Several years later in the 1960’s at Manhattan State Hospital, with its three thousand patients, most of whom had schizophrenia, Dr. Mary Seeman took care of a ward of one hundred patients with schizophrenia. But this time, although the building was old, the ward was quiet, patients cooperated, there were no immobile catatonic patients, and the ward sub-contracted successful work projects from New York. What happened?
What happened was that a new set of medicines, called “neuroleptics”, had arrived from France through Montreal, and the drugs were astonishingly effective for psychotic signs and symptoms. Now as a graduate student at Rockefeller University, working with the late Nobelist Dr. George Palade, Dr. Philip Seeman was encouraged by Mary to search for the mechanism of neuroleptic (or antipsychotic) action. If such a mechanism could be found, it might open the door to better treatment of psychosis.
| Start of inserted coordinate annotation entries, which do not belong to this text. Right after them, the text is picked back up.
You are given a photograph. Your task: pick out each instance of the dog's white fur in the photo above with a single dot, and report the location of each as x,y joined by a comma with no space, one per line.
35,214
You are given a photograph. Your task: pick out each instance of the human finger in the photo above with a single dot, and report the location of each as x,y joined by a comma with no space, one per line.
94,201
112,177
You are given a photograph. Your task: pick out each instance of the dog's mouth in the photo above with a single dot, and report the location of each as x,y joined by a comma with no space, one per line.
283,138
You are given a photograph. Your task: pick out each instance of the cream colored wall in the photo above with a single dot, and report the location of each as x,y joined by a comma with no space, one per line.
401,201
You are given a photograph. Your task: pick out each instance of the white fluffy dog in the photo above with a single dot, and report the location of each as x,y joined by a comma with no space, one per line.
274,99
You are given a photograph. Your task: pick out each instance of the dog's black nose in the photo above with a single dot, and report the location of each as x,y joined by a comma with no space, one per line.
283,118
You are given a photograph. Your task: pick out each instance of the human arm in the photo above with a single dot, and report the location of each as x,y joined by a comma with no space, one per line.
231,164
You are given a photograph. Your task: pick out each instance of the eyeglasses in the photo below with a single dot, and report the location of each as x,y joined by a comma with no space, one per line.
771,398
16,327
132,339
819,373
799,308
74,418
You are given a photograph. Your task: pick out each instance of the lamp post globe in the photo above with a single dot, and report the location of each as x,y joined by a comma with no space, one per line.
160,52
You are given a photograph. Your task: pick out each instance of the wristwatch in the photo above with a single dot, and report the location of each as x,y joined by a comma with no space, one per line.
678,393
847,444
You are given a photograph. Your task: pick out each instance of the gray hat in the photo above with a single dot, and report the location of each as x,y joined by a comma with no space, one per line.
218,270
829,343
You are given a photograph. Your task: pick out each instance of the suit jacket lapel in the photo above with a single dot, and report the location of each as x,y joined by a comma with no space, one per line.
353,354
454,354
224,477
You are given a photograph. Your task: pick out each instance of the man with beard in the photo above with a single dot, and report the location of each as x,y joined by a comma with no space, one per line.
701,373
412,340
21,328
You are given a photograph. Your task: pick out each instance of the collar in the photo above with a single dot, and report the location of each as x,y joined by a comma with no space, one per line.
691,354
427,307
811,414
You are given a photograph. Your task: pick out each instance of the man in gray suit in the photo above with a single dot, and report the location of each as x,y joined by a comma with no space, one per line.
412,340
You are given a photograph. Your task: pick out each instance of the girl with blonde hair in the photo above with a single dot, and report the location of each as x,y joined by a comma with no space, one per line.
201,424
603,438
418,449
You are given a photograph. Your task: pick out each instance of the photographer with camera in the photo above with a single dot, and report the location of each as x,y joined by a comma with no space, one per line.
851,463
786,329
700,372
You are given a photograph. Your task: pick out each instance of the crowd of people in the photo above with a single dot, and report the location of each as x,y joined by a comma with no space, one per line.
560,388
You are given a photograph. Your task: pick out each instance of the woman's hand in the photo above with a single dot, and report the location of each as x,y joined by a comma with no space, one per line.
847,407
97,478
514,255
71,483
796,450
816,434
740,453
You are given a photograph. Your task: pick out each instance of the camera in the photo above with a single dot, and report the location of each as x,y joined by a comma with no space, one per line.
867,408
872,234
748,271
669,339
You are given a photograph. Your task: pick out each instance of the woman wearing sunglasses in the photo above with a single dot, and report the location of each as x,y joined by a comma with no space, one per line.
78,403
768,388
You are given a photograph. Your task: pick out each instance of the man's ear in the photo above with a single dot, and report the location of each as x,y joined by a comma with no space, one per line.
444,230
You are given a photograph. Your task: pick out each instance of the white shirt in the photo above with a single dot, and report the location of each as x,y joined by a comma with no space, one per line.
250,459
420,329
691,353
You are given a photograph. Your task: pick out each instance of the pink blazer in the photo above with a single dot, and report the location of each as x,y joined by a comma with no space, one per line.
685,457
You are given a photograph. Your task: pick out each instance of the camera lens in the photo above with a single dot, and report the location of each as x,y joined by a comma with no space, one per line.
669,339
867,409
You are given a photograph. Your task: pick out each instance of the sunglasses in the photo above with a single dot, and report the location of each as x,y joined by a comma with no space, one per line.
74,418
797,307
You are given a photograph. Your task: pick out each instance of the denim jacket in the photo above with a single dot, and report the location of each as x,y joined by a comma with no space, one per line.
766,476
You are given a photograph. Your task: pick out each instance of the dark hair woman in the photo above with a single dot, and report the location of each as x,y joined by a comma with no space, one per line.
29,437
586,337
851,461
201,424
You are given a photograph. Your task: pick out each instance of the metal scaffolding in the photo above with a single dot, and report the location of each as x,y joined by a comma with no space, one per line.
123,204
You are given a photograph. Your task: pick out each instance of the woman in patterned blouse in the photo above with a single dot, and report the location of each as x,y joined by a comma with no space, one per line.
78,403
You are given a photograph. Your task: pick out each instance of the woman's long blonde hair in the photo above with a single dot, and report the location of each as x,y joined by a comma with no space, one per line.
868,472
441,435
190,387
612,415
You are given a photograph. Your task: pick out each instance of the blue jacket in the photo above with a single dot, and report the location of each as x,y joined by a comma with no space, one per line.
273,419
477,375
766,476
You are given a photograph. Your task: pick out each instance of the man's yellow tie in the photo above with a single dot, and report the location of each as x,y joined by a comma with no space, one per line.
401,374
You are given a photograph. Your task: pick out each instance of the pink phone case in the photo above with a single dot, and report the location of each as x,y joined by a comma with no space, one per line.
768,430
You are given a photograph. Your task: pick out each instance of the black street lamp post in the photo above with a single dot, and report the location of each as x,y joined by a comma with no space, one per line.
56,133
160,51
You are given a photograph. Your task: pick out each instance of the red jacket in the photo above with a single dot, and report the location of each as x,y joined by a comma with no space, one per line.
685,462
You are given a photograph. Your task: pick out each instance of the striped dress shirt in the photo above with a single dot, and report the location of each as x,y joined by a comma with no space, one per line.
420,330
After a twelve-year search for various possible targets for antipsychotics, Dr. Philip Seeman, now at the University of Toronto in 1975, discovered the “antipsychotic dopamine receptor”. The discovery was made after Dr. Seeman realised that the concentration of therapeutic haloperidol in the patient’s spinal fluid was around 2 nanomolar. After having radio-haloperidol synthesised, it was then possible to detect the antipsychotic receptor at 2 nanomolar haloperidol. Because five dopamine receptors are known (four of which were cloned in the Seeman lab), the receptor is commonly known as the dopamine D2 receptor.
The D2 receptor is the common target for all the many antipsychotic drugs that block D2, including the traditional chlorpromazine and haloperidol, and the newer so-called atypical antipsychotics, and possibly the yet-to-be-marketed glutamate-type drugs.
At the same time, the D2 receptor is the main target for antiparkinson drugs that stimulate D2 to alleviate the slow motion, tremor, and rigidity of Parkinson’s disease.